After months of weakness, and the final weeks of being unable to even poop or pee on her own, we decided that it was time. My husband has had Bandit since he was in college. His brother first got her as a puppy while they were living together at Chico State. My brother-in-law finished school and left, and somehow Bandit became Gregg's dog. Over the years, she's touched many lives, and has been the first dog experience for many of us. And after having a dog like Bandit, it's hard to imagine any other dog measuring up. All of us thought she'd live forever because isn't that what perfect dogs do?

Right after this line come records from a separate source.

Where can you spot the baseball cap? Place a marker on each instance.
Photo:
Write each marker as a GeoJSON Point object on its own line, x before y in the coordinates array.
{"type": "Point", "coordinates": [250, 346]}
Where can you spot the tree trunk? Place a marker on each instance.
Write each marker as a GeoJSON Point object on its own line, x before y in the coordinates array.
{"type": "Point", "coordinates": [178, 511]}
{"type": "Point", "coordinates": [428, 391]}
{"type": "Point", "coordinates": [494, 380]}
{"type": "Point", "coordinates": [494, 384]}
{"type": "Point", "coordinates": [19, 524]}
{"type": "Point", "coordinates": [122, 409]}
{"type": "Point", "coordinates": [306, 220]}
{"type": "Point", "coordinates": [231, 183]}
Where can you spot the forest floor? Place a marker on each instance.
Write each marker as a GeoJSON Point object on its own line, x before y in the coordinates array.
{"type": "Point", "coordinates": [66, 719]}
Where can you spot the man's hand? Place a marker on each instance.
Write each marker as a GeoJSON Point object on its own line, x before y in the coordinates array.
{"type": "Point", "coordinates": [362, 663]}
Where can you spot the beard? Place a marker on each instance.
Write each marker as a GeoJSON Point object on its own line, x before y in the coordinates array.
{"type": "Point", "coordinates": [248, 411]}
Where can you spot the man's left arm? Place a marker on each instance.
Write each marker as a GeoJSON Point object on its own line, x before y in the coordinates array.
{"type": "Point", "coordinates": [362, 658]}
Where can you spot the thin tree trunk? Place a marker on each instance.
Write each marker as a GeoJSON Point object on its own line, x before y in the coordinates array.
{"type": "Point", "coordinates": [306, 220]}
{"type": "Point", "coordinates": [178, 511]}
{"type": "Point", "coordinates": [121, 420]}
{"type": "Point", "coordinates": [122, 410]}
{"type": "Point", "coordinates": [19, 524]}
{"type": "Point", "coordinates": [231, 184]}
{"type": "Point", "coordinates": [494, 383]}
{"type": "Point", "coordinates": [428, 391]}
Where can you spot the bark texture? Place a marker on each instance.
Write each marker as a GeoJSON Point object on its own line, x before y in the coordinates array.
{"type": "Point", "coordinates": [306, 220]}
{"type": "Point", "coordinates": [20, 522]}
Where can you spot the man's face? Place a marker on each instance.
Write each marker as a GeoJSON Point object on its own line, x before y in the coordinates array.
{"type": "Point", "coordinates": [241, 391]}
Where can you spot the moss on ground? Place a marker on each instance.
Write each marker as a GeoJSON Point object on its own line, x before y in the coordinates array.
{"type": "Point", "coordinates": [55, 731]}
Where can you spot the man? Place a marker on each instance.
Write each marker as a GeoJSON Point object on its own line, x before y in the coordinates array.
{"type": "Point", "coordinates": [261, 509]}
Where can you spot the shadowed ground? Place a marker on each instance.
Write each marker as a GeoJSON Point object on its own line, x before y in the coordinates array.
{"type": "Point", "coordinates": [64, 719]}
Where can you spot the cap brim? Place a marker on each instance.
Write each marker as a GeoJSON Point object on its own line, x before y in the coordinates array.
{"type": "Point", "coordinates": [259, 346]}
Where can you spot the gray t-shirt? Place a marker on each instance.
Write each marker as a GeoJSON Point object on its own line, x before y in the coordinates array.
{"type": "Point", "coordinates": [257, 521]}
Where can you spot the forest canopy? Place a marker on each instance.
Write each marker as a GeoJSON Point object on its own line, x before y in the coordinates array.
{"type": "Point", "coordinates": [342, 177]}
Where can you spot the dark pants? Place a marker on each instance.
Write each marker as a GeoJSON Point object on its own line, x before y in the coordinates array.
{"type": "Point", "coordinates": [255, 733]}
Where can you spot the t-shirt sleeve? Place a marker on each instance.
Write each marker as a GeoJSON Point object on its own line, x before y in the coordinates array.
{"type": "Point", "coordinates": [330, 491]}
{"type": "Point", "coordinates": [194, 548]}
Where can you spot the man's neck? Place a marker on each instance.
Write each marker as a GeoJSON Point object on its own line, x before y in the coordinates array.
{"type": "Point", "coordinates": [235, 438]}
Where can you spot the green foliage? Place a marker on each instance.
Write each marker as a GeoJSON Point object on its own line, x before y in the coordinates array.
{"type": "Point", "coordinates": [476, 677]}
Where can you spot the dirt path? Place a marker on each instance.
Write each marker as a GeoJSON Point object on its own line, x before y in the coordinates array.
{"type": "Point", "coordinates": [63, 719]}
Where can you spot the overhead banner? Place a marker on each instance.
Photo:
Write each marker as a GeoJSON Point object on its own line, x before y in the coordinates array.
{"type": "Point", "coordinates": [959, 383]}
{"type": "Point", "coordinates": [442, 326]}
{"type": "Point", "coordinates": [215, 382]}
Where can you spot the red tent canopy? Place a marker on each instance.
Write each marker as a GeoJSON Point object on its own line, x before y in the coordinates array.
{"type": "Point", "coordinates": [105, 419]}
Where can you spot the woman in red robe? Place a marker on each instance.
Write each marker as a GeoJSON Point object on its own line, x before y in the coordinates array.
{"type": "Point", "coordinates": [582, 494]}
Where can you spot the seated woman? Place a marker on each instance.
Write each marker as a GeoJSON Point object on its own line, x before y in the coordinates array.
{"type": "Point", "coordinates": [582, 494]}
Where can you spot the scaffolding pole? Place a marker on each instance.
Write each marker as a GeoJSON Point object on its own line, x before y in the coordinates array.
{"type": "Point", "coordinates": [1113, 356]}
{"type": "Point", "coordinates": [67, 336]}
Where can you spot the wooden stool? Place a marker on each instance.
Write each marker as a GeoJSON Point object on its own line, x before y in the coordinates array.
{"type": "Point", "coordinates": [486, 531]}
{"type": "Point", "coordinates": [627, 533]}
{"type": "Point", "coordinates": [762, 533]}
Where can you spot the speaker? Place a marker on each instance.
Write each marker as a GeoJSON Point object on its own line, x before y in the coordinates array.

I met her relatively late in her life. And she kind of hated me at first. Well, not really, but she was definitely standoffish. I think she was jealous of Gregg's attention. It wasn't until I started running with her one summer that she decided that I might be all right. After one or two runs, she knew the drill. I'd reach for my tennis shoes and she'd already be waiting by the door. Sometimes, as evening approached, if I hadn't made a move for my shoes, she'd look at me expectantly. And every time we went out, without fail, she'd find the cleanest lawn that we could and plant a big old poop. I never learned to carry bags with me, and the two of us would be tearing ass after the poop happened, hoping no one had seen it. I have to admit that I didn't know much about responsible dog ownership in those days.
She was the dog that understood every word you told her, that would follow you to the ends of the earth if she loved you. She liked people just fine but didn't go out of her way to be nice. I remember one time, I was watching her for a week while I lived in San Diego. My roommate said that whenever I left for class, she'd hang out staring at the door until I came back. Once, my roommate tried to tempt her with a hot dog. Bandit was suspicious at first, finally went over to grab it, and then went right back to her position by the door.
On the day she died, we had the vet come to our house. Gregg had to make the final decision, of course, and I'm sorry to say that I pushed him towards it. It was hard for me to see her the way she was. She couldn't move on her own. She had a permanent spot on the rug in front of our back door, or just on the other side of that door if we wanted her outside. Sometimes we'd just leave her on the grass so that she could pee all over herself (because she wouldn't go while we held her up and we figured it was better she went on herself than not at all). By the end, she was getting daily baths, something I know she hated but she couldn't run away from them anymore. I couldn't keep seeing her like that, although for Gregg, I know it was hard to imagine not having her here. She didn't make it easy either -- a few days before the end, we suddenly saw her playing tug with Mia. There was a toy that she wanted and she clearly wasn't giving it up. Mia actually finally gave up. Until the end, she looked at us like she always did, like she knew what we were thinking and like she would live forever.
So I pushed, but when the day came, I had second thoughts too. Even as our local vet was calling to make sure "we were still on", our specialist was calling to discuss Bandit with us one last time. I swear, it was like we were waiting for a stay of execution order from the governor. But what she said - for me, at least - made it more clear that we were doing the right thing. Still, the whole thing sucked. The vet came with a tech and it was all over before we knew it. Before she showed up, Gregg and I stressed over getting a print of Bandit's paw with this Christmas ornament that we've had well, since Christmas, but had never gotten around to doing. We kept messing up the print and snapping at each other.
The only other thing I really remember clearly from it all is that right when they gave her a sedative to knock her out, it was like Bandit was already gone. And she had her tongue stuck to the linoleum. Seems so silly but Gregg and I actually kind of laughed a little because it was like it was stuck on there. And then that was it. Suddenly, the vet was telling us that it was over and they would give us a few minutes and wait outside.
The whole thing didn't quite feel real. It was hard for me to even cry. What's been worse is after. I keep wondering how long I'll be looking for Bandit by the back door. At first, I expected to see her there every time I walked into the kitchen. Now, it'll happen randomly, I'll look out the window and wonder where she is. A few weeks after it had happened, we went to Oregon to visit my family and saw a dog at the farmer's market that looked exactly like a younger version of Bandit. And both Gregg and I caught our breaths a little.
hogging the squeaky toys, of course |
on a hike at the ripe old age of 14 |
Always stylin' |
the younger version |
a rare moment of closeness (though really she just wanted the bed and figured Mia would move if she just plopped herself down on top of her) |
Anyway, may you rest in peace, Bandit. There's never going to be another dog like you, and things just haven't been the same since you left. Where ever you are now, I hope that there are lots of squeaky balls for you to tear up and rabbits for you to chase.